– И что было дальше?
– Я резко обернулся. Он уже стоял гораздо ближе ко мне. И занес утюг, как будто собираясь снова ударить меня им.
– Можете ли вы сказать мне, о чем подумали, когда осознали, что он обжег вас и по-прежнему держит в руках утюг?
– Я подумал, что сейчас он убьет меня. – Говоря это, обвиняемый смотрит на присяжных, вид у него скорбный и жалкий. Он не осознаёт, что мгновение назад дал мне именно тот ответ, которого я ждала.
– И как именно вы на это отреагировали?
– Я ударил его ножом.
– Сколько раз?
– Пять. Это была самозащита.
Я делаю паузу, чтобы все осмыслили его слова. Не один раз, а целых пять.
– Хорошо. Можете ли вы подтвердить мне, что ударили ножом мистера Тейлора из самозащиты именно потому, что он обжег вас утюгом?
– Совершенно верно. До этого я уходил, повернувшись к нему спиной. Я вам говорю – он бросился на меня.
Я стараюсь не улыбаться – время открывать карты еще не настало.
– У вас остались раны в результате нападения мистера Тейлора?
– Мы уже обсуждали это, – вздыхает он, явно утомленный моим допросом. Хорошо. Чем сильнее раздражен обвиняемый, тем больше вероятности, что он ошибется.
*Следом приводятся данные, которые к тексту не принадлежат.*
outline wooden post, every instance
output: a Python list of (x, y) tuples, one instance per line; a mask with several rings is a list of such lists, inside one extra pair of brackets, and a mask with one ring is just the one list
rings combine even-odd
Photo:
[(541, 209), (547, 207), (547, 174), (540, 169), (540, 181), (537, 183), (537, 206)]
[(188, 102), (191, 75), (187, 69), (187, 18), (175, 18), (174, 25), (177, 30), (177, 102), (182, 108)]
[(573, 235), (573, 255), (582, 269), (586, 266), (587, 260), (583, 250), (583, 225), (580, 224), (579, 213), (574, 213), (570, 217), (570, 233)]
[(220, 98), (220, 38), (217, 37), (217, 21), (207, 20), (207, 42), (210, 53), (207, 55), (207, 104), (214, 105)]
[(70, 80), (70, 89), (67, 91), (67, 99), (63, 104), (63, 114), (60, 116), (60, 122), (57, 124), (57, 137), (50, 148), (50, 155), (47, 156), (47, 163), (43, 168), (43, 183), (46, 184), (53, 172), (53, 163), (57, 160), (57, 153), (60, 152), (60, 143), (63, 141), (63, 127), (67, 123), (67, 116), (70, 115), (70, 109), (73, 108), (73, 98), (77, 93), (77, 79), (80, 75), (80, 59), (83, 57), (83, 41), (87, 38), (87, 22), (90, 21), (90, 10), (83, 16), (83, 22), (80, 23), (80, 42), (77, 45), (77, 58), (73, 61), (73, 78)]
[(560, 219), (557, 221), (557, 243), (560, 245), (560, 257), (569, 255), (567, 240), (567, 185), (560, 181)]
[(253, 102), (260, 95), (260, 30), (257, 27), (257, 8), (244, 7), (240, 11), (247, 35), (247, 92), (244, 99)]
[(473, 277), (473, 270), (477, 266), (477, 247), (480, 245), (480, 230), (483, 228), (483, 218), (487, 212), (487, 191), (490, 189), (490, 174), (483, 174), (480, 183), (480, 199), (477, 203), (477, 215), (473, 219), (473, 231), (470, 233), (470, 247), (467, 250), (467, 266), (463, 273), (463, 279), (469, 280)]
Мы берем их измором.
– Окажите мне любезность, – говорю я с драматическим жестом, и кто-то из присяжных фыркает.
– У меня остался шрам на задней стороне плеча.
– И этот шрам был, когда полиция арестовала вас спустя неделю после того, как Питер Тейлор был убит в собственной кухне. Верно?
– Это так. Они сфотографировали этот шрам и все такое. Я не лгу.
Я поднимаю брови. Он начинает потеть.
– Итак, убитый обжег вас утюгом достаточно сильно, чтобы остался шрам. И этот ожог зажил неделю спустя после того, как рана была нанесена, а предъявленные суду фотографии были сделаны именно во время вашего ареста, через неделю после нападения?